So, you’ve begun to participate in the sport of boxing. First off, pat yourself on the back, young grasshopper; you’ve chosen a noble undertaking, but a very useful one, also. Boxing is an amazing sport for staying in shape, developing strength, confidence, and endurance—not to mention, self-preservation!
The last thing you want to do is show up to a boxing gym, put on your boxing gloves and not understand what your coach or your sparring partners are trying to communicate to you. If you get the impression that they are speaking Chinese, you might need to brush up on your “boxing lingo.” There’s no need to worry. Today we are going to cover a few of the essentials that every boxer should be familiar with:
This is the most common stance in boxing, where the right hand is considered the most powerful hand. In an orthodox stance, your left foot is ahead of the right foot. Your left hand will lead as well. In this stance, the right hand is a bit farther back to allow room to generate a more forceful strike.
This is basically a mirror image of the orthodox stance.
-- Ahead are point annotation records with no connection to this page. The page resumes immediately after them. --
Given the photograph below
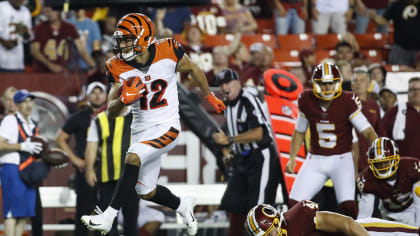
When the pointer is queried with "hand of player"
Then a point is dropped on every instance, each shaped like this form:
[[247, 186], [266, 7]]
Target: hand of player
[[129, 94], [290, 166], [91, 177], [31, 147], [216, 103], [9, 44], [220, 138], [55, 68]]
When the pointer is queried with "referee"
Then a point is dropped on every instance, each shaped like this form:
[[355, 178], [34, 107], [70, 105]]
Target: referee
[[247, 140]]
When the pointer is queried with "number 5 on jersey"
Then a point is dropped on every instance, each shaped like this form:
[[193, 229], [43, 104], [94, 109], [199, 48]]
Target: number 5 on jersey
[[157, 87], [326, 136]]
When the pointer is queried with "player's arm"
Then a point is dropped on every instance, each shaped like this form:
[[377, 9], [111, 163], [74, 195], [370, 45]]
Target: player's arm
[[115, 105], [186, 65], [334, 223], [366, 205], [62, 138], [81, 49], [297, 140]]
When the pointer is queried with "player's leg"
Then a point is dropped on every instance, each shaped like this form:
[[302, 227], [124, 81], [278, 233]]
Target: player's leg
[[416, 202], [103, 220], [379, 227], [342, 175], [309, 180]]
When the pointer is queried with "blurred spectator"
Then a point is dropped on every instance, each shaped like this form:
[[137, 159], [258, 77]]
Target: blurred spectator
[[52, 44], [344, 51], [15, 27], [238, 18], [307, 58], [18, 198], [260, 9], [377, 73], [203, 55], [7, 101], [90, 36], [360, 86], [362, 17], [100, 73], [220, 62], [345, 69], [108, 28], [174, 18], [290, 15], [334, 14], [77, 124], [209, 18], [241, 56], [261, 60], [388, 98], [404, 15], [402, 122]]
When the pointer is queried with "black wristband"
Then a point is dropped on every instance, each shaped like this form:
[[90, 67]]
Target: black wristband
[[230, 140]]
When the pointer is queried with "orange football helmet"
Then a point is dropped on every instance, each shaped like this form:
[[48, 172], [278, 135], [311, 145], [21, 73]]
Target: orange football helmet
[[383, 158], [264, 220], [327, 73], [138, 28]]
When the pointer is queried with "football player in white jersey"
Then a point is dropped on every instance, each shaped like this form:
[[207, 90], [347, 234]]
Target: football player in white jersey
[[15, 27], [144, 76]]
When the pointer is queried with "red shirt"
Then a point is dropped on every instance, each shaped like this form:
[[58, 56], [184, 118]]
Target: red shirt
[[56, 47], [395, 198], [371, 111], [408, 146], [376, 4], [331, 130]]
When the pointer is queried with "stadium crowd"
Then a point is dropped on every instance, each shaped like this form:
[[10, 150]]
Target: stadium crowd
[[344, 47]]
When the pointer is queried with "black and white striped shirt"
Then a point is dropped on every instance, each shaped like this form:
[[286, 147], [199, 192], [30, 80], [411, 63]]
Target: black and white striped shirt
[[245, 113]]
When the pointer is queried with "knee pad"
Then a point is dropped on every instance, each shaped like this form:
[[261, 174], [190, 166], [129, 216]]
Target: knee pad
[[349, 208], [417, 189], [291, 202]]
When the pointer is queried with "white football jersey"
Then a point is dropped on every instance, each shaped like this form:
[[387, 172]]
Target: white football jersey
[[12, 59], [160, 101]]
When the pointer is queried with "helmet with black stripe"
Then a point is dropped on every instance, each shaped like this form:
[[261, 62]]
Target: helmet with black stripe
[[383, 158], [326, 81], [137, 31], [264, 220]]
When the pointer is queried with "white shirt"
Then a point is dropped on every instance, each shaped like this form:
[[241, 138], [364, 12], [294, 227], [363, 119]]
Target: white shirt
[[331, 6], [12, 59], [9, 130]]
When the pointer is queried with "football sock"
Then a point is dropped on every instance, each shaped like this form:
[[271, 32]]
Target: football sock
[[165, 197], [125, 184], [236, 222]]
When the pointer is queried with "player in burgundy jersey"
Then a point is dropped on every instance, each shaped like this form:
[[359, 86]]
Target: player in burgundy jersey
[[394, 179], [331, 114], [51, 47], [304, 219]]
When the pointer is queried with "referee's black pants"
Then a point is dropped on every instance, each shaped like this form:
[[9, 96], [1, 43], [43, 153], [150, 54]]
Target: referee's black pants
[[85, 203], [130, 208], [254, 180]]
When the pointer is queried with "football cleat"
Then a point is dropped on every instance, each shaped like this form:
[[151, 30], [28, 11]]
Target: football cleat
[[99, 222], [186, 210]]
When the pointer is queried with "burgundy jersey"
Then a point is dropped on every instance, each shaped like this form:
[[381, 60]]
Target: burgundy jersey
[[331, 130], [398, 197], [371, 111], [210, 19], [55, 46], [300, 219]]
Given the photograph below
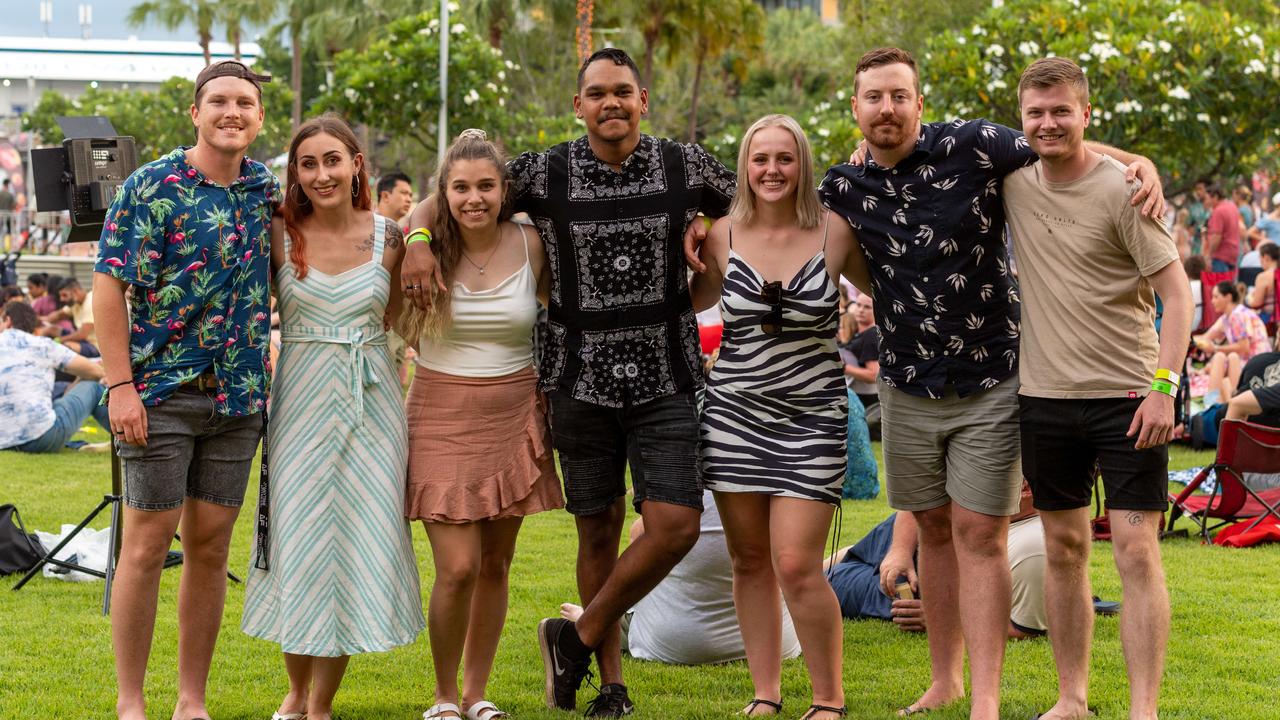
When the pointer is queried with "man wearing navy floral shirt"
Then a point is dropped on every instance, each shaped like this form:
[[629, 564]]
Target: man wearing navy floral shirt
[[927, 210], [187, 369]]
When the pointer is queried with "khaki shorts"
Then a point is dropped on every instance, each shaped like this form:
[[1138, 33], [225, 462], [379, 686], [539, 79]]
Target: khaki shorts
[[961, 450], [1027, 566]]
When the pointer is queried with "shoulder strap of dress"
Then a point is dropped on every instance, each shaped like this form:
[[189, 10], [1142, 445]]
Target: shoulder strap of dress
[[525, 238], [379, 236]]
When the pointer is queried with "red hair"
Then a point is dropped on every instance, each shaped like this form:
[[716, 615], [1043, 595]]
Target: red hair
[[296, 205]]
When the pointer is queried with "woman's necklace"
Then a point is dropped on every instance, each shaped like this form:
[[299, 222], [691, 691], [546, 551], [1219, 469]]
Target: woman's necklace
[[492, 253]]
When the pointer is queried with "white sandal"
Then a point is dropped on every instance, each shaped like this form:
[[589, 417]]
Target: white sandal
[[438, 711], [485, 710]]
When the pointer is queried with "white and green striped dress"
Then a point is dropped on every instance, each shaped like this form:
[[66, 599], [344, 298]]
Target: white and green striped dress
[[342, 578]]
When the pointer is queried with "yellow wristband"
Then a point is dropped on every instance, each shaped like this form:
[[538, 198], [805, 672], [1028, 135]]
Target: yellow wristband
[[417, 235]]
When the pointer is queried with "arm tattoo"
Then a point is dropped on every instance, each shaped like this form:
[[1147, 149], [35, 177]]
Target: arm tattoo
[[394, 237]]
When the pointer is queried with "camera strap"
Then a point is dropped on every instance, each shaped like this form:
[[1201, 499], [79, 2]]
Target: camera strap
[[264, 505]]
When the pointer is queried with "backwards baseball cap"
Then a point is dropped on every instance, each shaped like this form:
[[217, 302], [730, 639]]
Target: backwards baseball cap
[[231, 68]]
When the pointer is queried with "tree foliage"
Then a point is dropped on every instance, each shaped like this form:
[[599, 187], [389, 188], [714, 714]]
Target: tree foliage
[[393, 85], [158, 121], [1191, 85]]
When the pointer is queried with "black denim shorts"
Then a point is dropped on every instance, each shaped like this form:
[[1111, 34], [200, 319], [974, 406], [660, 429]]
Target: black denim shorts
[[1064, 440], [658, 438], [191, 451]]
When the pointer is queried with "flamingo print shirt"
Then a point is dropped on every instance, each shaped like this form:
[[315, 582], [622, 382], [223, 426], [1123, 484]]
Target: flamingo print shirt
[[933, 233], [197, 255]]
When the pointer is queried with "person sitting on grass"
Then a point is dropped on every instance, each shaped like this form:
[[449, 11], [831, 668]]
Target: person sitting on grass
[[31, 420], [1237, 336], [77, 306], [865, 575], [689, 618]]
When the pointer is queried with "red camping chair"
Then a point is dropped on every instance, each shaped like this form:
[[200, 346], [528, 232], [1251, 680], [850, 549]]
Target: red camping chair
[[1242, 447], [1208, 281]]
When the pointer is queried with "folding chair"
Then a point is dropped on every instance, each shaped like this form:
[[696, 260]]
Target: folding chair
[[1242, 447]]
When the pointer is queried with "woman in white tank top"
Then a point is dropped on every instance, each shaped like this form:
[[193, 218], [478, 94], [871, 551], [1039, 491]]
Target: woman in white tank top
[[480, 455]]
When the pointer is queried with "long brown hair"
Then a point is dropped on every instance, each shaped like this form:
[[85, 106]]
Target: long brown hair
[[446, 235], [296, 204]]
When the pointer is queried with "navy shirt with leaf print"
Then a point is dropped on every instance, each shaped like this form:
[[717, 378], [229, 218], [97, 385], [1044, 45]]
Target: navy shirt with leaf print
[[933, 232]]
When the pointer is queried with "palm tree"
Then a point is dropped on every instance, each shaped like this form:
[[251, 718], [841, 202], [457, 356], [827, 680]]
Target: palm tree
[[173, 14], [717, 26], [234, 14]]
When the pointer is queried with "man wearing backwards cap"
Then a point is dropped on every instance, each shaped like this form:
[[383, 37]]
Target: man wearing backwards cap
[[187, 367]]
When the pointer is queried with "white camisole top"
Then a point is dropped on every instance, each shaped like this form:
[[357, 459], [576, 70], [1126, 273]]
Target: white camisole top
[[492, 333]]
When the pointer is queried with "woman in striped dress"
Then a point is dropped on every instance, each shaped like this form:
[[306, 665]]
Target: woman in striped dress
[[338, 575], [773, 427]]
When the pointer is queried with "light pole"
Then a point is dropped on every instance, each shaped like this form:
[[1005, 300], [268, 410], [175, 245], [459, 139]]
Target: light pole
[[443, 126]]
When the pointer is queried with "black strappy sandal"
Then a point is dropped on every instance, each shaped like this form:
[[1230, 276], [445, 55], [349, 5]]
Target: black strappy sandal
[[814, 709], [755, 702]]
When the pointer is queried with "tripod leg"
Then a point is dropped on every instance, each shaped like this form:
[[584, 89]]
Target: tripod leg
[[113, 555], [49, 556], [113, 551]]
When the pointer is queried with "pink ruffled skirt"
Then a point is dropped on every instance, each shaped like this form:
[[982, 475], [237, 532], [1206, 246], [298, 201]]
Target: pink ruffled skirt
[[479, 449]]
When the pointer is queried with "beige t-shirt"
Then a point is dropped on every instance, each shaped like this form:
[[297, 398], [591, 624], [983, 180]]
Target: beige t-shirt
[[83, 313], [1083, 256]]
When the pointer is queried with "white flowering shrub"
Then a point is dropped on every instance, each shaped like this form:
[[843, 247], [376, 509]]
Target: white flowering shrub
[[393, 85], [1191, 85]]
A southpaw boxer’s left hand is considered the dominant one; therefore, it is farther away from the opponent. A southpaw’s right foot and right hand are closer to his or her opponent.
The jab is a basic straight punch with your lead hand. Assuming boxers take an orthodox stance, they would perform a jab with their left hands, and the inverse is true for southpaws. The jab is often used to set up combinations and to bait the opponent to react.
The cross is a straight punch that travels across the boxer’s body—hence its name. Assuming an orthodox stance, the cross is performed with the right hand, and the inverse is true for southpaws. A cross is a more powerful shot than a jab and will often follow a jab.
Hook (Left Hook/Right Hook)
A hook is a looping punch in a horizontal arc into the opponent. The hook is generally a more powerful shot than the cross and the jab. You can perform a hook with either the left hand or the right hand. A hook to the body may also be called a “rip.”
An uppercut is a punch that travels on a vertical line toward the opponent’s chin or body. The punch generally originates from the boxer’s waist and travels upward.
A counterpunch will occur immediately after attack strikes. The counterpuncher will wait for the attacker, effectively slip the attack, and follow up with his or her own counter-attack.
Blocking is the stoppage or deflection of an opponent’s attack in order to reduce taking damage. In boxing, blocking generally occurs when boxers place their boxing gloves in the way of their opponents’ attacks.
Clinching is essentially when boxers grab hold of opponents by wrapping their arms around them. Clinching is only allowed for a short period of time—referees will break up a clinch after seconds. Clinching is generally used when boxers are overwhelmed by their opponents’ attacks and they need a strategy to stop the onslaught.
Bob and Weave
Bobbing and weaving is a term for a defensive strategy that includes moving the head laterally and beneath an incoming punch. Fighters will bend their knees to change levels and move their heads to avoid incoming punches and set them up for counterstrikes.
Slipping is a defensive tactic considered very similar to a bob and weave. The main difference with slipping is that when you slip a punch, you are simply moving your head to the outside of the punch with no motion in your legs. Muhammad Ali was a great example of this.
Another more contemporary example of this was Anderson Silva, who often slipped multiple punches at a time. While seasoned fighters can slip punches with their guard down, beginners should always keep their boxing gloves close to their faces while slipping punches to protect themselves.
A parry is a defensive tactic in which boxers will wait for their opponents’ attacks and then use their gloves to misdirect a punch. Parrying is often done with the purpose of following up with a counterpunch, as a successful parry will leave the opponent vulnerable.
A feint is basically a partial attempt at a punch that is withdrawn in order to bait the opponent to react. A feint is used in a bout to learn about your opponent’s reaction, and it then allows you to react to them accordingly.
The “pocket” refers to each boxer’s area of reach. In other words, it is a place where both boxers are able to hit each other. Your coach may instruct you to “get in the pocket” if you have the upper hand in the bout, or vice versa.
In boxing, a 1-2 is universally known as a jab-cross combination where you lead with a jab and follow up the punch with a cross. This is the most basic and first combination you should learn and get comfortable with.
Going the Distance
A professional boxing match generally lasts 12 rounds. When both fighters survive all 12 rounds and leave the fight up to the judges, they are said to be “going the distance.”
These terms should be more than enough to get you started. Learn these well, train hard, and go get ‘em!